Definitions. In addition to the other definitions contained herein, the following definitions shall apply:
 
(a)Administrator shall mean the Committee.
(b)Annual Incentive Target refers to the percentage of a Participant's rate of base pay during the Performance Period, which percentage shall be based on the Participant's Assignment, the competitive marketplace and shall be established by the Committee.
(c)Assignment refers to a Participant's position or location and/or business unit.
(d)Award shall mean a cash payment made to a Participant pursuant to the STIP.
(e)Board means the Board of Directors of the Furniture Brands International, Inc.
(f)Brand Executive means those Executives employed by a wholly-owned subsidiary of Furniture Brands International, Inc.
(g)Committee refers to the Human Resources Committee of the Board of Directors of Furniture Brands International, Inc.
(h)Code means the Internal Revenue Code of 1986, as amended from time to time (and the regulations issued thereunder). A reference to any provision of the Code shall include reference to any successor provision of the Code (and the regulations issued thereunder).
(i)Corporate Executive means those Executives employed by Furniture Brands International, Inc.

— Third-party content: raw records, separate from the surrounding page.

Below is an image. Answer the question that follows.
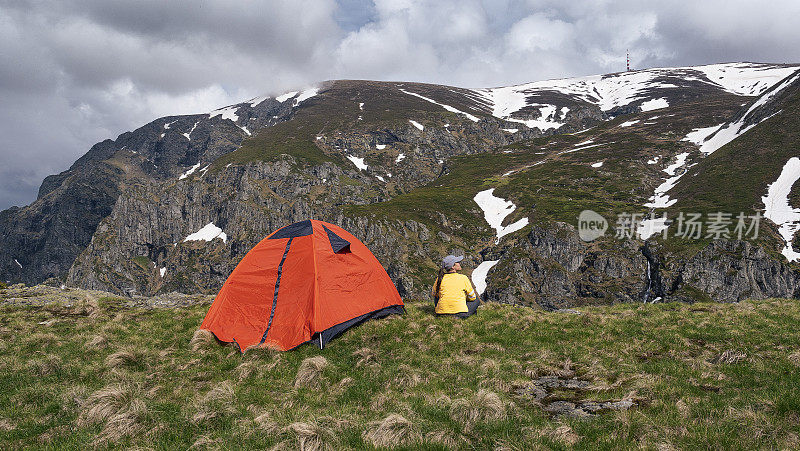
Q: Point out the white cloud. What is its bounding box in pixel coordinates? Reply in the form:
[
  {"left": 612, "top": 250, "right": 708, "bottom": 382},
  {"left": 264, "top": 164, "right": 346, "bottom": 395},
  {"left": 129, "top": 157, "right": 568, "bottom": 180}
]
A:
[{"left": 0, "top": 0, "right": 800, "bottom": 208}]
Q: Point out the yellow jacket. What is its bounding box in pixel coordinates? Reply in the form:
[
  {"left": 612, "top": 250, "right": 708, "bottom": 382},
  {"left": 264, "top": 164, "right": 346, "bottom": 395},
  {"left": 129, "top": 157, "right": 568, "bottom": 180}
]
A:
[{"left": 431, "top": 273, "right": 476, "bottom": 313}]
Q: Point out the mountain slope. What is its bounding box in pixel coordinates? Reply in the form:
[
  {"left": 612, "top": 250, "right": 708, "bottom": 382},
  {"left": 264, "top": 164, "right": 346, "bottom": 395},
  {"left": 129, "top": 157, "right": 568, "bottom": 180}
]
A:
[{"left": 0, "top": 63, "right": 798, "bottom": 308}]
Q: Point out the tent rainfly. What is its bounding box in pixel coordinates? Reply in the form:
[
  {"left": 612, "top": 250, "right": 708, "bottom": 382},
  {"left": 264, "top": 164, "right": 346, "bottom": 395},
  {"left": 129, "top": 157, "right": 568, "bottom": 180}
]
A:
[{"left": 200, "top": 220, "right": 404, "bottom": 352}]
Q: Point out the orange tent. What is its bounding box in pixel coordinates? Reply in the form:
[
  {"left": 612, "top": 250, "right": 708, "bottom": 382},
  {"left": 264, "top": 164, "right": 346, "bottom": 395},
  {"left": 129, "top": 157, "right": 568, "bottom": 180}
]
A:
[{"left": 200, "top": 220, "right": 404, "bottom": 352}]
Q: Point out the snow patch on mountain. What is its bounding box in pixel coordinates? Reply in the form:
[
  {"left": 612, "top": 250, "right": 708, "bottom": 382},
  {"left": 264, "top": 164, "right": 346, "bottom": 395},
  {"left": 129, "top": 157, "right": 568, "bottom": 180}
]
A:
[
  {"left": 700, "top": 69, "right": 800, "bottom": 155},
  {"left": 761, "top": 157, "right": 800, "bottom": 262},
  {"left": 275, "top": 91, "right": 300, "bottom": 103},
  {"left": 400, "top": 89, "right": 480, "bottom": 122},
  {"left": 639, "top": 97, "right": 669, "bottom": 111},
  {"left": 644, "top": 152, "right": 689, "bottom": 208},
  {"left": 636, "top": 216, "right": 669, "bottom": 240},
  {"left": 208, "top": 105, "right": 239, "bottom": 122},
  {"left": 178, "top": 163, "right": 200, "bottom": 180},
  {"left": 183, "top": 222, "right": 228, "bottom": 243},
  {"left": 473, "top": 63, "right": 797, "bottom": 124},
  {"left": 182, "top": 121, "right": 200, "bottom": 141},
  {"left": 692, "top": 63, "right": 797, "bottom": 96},
  {"left": 681, "top": 124, "right": 725, "bottom": 146},
  {"left": 347, "top": 155, "right": 369, "bottom": 171},
  {"left": 294, "top": 88, "right": 319, "bottom": 106},
  {"left": 473, "top": 188, "right": 528, "bottom": 244}
]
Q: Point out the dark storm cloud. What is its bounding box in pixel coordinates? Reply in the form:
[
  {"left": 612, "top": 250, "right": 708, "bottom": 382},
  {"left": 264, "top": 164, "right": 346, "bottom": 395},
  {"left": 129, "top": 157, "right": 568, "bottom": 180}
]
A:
[{"left": 0, "top": 0, "right": 800, "bottom": 208}]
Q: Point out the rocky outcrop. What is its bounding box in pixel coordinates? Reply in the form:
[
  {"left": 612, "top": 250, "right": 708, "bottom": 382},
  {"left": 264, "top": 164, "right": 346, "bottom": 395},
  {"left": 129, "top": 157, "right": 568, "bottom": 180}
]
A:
[
  {"left": 484, "top": 222, "right": 647, "bottom": 310},
  {"left": 484, "top": 223, "right": 800, "bottom": 310},
  {"left": 648, "top": 240, "right": 800, "bottom": 302}
]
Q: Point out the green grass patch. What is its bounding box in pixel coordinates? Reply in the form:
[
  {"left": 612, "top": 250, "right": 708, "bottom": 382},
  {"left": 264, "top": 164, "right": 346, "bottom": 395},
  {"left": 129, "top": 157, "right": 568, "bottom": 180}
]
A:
[{"left": 0, "top": 300, "right": 800, "bottom": 449}]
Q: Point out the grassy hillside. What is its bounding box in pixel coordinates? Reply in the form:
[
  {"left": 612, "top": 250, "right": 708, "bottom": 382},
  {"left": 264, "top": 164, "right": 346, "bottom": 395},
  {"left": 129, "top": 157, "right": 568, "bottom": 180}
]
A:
[{"left": 0, "top": 298, "right": 800, "bottom": 449}]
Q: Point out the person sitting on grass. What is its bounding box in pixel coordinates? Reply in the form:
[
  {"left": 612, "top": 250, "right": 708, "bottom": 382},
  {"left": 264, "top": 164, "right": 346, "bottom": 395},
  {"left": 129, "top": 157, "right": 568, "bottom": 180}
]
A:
[{"left": 431, "top": 255, "right": 481, "bottom": 318}]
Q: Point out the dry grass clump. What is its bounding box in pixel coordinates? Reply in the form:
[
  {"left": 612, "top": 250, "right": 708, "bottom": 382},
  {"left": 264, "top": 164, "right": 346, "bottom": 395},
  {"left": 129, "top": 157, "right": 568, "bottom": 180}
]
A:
[
  {"left": 286, "top": 422, "right": 336, "bottom": 451},
  {"left": 352, "top": 348, "right": 377, "bottom": 367},
  {"left": 787, "top": 351, "right": 800, "bottom": 366},
  {"left": 83, "top": 334, "right": 108, "bottom": 350},
  {"left": 294, "top": 356, "right": 328, "bottom": 388},
  {"left": 233, "top": 362, "right": 258, "bottom": 381},
  {"left": 189, "top": 435, "right": 222, "bottom": 449},
  {"left": 25, "top": 332, "right": 60, "bottom": 348},
  {"left": 77, "top": 384, "right": 148, "bottom": 443},
  {"left": 191, "top": 381, "right": 236, "bottom": 424},
  {"left": 529, "top": 424, "right": 581, "bottom": 446},
  {"left": 713, "top": 349, "right": 747, "bottom": 365},
  {"left": 106, "top": 346, "right": 144, "bottom": 369},
  {"left": 361, "top": 413, "right": 422, "bottom": 448},
  {"left": 0, "top": 418, "right": 16, "bottom": 432},
  {"left": 425, "top": 430, "right": 466, "bottom": 449},
  {"left": 394, "top": 363, "right": 423, "bottom": 388},
  {"left": 450, "top": 389, "right": 507, "bottom": 431},
  {"left": 189, "top": 329, "right": 217, "bottom": 352},
  {"left": 26, "top": 354, "right": 62, "bottom": 376}
]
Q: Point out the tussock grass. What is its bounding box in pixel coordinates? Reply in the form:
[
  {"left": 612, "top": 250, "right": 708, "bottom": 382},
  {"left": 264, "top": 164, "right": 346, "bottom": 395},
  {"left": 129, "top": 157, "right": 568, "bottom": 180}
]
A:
[
  {"left": 0, "top": 418, "right": 16, "bottom": 432},
  {"left": 286, "top": 422, "right": 336, "bottom": 451},
  {"left": 27, "top": 354, "right": 63, "bottom": 376},
  {"left": 106, "top": 346, "right": 145, "bottom": 369},
  {"left": 191, "top": 381, "right": 236, "bottom": 425},
  {"left": 363, "top": 413, "right": 421, "bottom": 448},
  {"left": 76, "top": 384, "right": 149, "bottom": 442},
  {"left": 189, "top": 329, "right": 217, "bottom": 351},
  {"left": 84, "top": 334, "right": 108, "bottom": 350},
  {"left": 0, "top": 299, "right": 800, "bottom": 450},
  {"left": 294, "top": 356, "right": 328, "bottom": 388},
  {"left": 450, "top": 389, "right": 507, "bottom": 431}
]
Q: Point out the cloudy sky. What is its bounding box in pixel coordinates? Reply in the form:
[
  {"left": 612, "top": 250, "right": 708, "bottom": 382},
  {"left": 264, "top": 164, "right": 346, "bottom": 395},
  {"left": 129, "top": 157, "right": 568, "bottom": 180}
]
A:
[{"left": 0, "top": 0, "right": 800, "bottom": 209}]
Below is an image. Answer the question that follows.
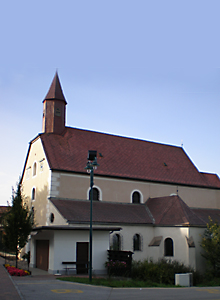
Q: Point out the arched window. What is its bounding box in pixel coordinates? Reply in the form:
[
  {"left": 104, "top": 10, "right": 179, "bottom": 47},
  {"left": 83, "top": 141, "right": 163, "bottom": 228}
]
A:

(j)Executive refers to any member of the Company's Executive Leadership Team.
(k)Individual Objectives shall mean the individual performance objectives established early each year by Participants and their managers.
(l)Net Earnings shall mean the Company's net earnings, inclusive of STIP and LTIP expenses, from the statement of operations filed with the SEC, adjusted for unusual or infrequent items as set forth in the Plan.
(m)Net Sales shall mean the Company's net sales from the statement of operations filed with the SEC, adjusted for unusual or infrequent items as set forth in the Plan.
(n)Participant shall mean any employee of the Company who is eligible to participate in the STIP in accordance with Section 3.